Chaplain Moses is a book written by Kenneth Cook, a retired Army chaplain. He sees lessons for chaplains in the biblical account of Moses. I would personally not be surprised if a hundred other professions have found parallels with this great champion of God and produced similar books.
Pastors perhaps more than anyone else can find parallels from the life and times of Moses. Since four of the first five books of the Old Testament, called the Torah or Pentateuch, give us story after story involving this man, enterprising ministers and students will have no trouble unearthing a hundred or more lessons for their guidance.
Some of the more obvious lessons–that have furnished material for ten thousand sermons and almost that many books–include delegating work so you don’t try to do it all yourself, organizational guidance, prayer lessons, working with carnal, bull-headed associates, and such.
Here are a few of mine that seem to fit pastors so perfectly…
One. Let the pastor make sure of his call. That’s Exodus chapter 3. Until that is settled, you ain’t going nowhere.
Two. Until God says otherwise, the pastor is stuck with these people, no matter how much they try his soul and get on his nerves. Reading Moses’ story, primarily in Exodus and Numbers, one is struck by how the Israelis drove him batty. And yet, Moses kept at it. He was an amazing role model, to be sure.

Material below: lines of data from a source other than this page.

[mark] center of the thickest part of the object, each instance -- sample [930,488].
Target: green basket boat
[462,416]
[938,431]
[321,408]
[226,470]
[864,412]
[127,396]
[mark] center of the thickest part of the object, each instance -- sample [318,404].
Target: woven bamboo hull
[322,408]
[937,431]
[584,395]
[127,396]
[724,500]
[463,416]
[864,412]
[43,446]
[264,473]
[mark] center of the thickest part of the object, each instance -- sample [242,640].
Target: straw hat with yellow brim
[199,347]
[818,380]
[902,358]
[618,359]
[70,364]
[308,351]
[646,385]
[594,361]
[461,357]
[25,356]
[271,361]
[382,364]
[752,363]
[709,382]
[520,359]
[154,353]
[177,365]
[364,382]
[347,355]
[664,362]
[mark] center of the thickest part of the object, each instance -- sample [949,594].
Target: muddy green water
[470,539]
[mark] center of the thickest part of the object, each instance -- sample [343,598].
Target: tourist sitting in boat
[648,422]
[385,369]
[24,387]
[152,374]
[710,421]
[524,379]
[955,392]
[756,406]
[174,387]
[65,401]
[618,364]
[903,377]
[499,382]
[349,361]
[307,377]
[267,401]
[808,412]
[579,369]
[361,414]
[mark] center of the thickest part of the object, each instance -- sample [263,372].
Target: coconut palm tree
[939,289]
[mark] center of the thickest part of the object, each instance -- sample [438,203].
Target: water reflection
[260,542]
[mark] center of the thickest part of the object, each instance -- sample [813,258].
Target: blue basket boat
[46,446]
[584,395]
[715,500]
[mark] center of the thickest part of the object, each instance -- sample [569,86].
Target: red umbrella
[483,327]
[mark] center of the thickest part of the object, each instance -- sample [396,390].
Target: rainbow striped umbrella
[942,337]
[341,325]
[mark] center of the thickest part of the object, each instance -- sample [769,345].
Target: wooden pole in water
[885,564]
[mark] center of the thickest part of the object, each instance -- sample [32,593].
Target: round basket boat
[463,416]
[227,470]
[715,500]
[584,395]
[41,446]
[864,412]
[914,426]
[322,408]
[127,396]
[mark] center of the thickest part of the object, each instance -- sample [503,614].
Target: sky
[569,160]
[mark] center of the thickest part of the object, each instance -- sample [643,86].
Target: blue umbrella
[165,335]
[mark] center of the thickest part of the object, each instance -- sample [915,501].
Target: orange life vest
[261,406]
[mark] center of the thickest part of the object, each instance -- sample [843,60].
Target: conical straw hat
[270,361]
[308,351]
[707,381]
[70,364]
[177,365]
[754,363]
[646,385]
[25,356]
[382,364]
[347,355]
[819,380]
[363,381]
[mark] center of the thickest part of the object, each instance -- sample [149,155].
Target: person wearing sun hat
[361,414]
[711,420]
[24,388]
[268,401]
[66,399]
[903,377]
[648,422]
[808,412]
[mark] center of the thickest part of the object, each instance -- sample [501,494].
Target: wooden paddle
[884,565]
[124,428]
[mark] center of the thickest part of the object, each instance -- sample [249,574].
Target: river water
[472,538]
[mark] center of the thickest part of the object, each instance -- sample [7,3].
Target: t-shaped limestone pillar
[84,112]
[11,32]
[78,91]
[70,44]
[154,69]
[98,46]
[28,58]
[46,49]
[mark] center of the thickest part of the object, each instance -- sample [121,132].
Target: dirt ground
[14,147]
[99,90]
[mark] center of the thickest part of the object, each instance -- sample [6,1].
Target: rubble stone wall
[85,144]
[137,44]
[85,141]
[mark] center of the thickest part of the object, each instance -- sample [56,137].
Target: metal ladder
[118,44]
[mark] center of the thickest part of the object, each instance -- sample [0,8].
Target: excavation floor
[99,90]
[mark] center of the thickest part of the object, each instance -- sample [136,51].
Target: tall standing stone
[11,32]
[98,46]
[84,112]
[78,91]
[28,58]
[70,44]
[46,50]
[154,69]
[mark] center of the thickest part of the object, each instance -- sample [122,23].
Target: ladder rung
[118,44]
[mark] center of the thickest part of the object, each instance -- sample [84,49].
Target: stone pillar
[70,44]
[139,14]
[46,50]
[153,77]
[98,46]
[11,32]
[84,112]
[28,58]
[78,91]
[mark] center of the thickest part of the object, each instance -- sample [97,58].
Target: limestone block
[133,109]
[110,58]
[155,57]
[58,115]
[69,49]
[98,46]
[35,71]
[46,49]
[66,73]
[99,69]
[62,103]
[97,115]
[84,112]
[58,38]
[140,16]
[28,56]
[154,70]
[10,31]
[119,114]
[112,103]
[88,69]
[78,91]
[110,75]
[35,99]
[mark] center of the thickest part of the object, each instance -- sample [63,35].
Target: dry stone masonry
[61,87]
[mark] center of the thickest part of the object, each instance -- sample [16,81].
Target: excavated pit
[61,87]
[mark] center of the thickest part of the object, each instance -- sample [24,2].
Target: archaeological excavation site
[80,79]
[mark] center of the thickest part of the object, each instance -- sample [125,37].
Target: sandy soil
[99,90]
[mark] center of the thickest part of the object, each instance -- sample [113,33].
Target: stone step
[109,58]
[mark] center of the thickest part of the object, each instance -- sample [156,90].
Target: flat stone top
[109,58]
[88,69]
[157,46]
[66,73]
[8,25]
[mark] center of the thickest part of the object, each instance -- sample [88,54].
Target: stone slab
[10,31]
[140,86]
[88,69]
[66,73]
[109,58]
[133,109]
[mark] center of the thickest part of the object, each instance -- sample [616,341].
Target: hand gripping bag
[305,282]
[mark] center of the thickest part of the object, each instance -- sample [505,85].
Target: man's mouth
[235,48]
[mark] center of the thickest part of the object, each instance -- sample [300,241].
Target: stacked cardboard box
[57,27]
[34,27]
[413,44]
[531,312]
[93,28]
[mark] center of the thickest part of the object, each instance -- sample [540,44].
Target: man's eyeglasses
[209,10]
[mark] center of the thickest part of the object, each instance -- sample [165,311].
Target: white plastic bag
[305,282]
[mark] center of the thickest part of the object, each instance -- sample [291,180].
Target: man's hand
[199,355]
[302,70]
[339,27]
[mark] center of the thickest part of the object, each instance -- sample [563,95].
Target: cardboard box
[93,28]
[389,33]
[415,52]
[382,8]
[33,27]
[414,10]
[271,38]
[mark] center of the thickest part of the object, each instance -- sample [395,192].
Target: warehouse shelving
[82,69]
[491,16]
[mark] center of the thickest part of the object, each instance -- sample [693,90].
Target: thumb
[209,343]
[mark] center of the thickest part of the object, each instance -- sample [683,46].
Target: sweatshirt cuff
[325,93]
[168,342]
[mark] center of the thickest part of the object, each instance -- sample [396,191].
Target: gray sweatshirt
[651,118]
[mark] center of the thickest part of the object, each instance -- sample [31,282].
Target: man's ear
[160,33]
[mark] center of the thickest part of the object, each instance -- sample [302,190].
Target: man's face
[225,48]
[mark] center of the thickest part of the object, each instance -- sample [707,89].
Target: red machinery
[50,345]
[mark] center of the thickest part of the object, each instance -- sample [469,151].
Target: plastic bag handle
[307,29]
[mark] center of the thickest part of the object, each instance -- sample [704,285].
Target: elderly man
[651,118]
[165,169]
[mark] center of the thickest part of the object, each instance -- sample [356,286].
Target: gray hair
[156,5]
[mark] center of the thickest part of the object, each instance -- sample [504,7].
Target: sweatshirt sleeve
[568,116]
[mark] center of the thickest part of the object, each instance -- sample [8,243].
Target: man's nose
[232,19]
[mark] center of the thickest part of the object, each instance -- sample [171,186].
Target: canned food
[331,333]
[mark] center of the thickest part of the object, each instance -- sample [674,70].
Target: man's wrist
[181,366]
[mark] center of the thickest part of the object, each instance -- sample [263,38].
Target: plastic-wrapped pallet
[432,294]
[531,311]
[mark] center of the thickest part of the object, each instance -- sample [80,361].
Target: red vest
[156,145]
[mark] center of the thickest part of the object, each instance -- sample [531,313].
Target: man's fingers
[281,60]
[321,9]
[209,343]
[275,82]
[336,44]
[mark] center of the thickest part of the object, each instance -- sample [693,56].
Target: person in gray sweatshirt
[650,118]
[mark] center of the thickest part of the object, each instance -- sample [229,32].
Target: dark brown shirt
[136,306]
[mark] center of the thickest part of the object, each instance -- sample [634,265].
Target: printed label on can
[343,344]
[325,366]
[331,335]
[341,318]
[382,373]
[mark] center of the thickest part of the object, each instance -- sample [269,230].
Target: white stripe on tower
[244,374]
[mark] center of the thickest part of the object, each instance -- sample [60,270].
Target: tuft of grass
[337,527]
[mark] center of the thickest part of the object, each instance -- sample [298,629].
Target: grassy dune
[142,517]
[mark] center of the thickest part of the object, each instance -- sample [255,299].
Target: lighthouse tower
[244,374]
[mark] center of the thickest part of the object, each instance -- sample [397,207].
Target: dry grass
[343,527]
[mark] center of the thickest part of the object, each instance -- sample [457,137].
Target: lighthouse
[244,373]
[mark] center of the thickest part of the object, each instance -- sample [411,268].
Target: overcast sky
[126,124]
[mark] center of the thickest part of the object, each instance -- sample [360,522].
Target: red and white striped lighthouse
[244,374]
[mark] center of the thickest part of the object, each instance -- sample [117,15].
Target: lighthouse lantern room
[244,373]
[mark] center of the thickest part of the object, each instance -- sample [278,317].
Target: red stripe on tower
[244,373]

I’ve known of pastors belly-aching to God about the people, wondering “how much more can I take?” and “Lord, the church over at Bigtown has come open and they pay a decent salary” or maybe “Lord, the unemployment rate in this dying town means we cannot pay salaries to stay competitive with bigger churches.” And in case after case, the Lord says, “Stay where you are. I’ll let you know when it’s time to move.”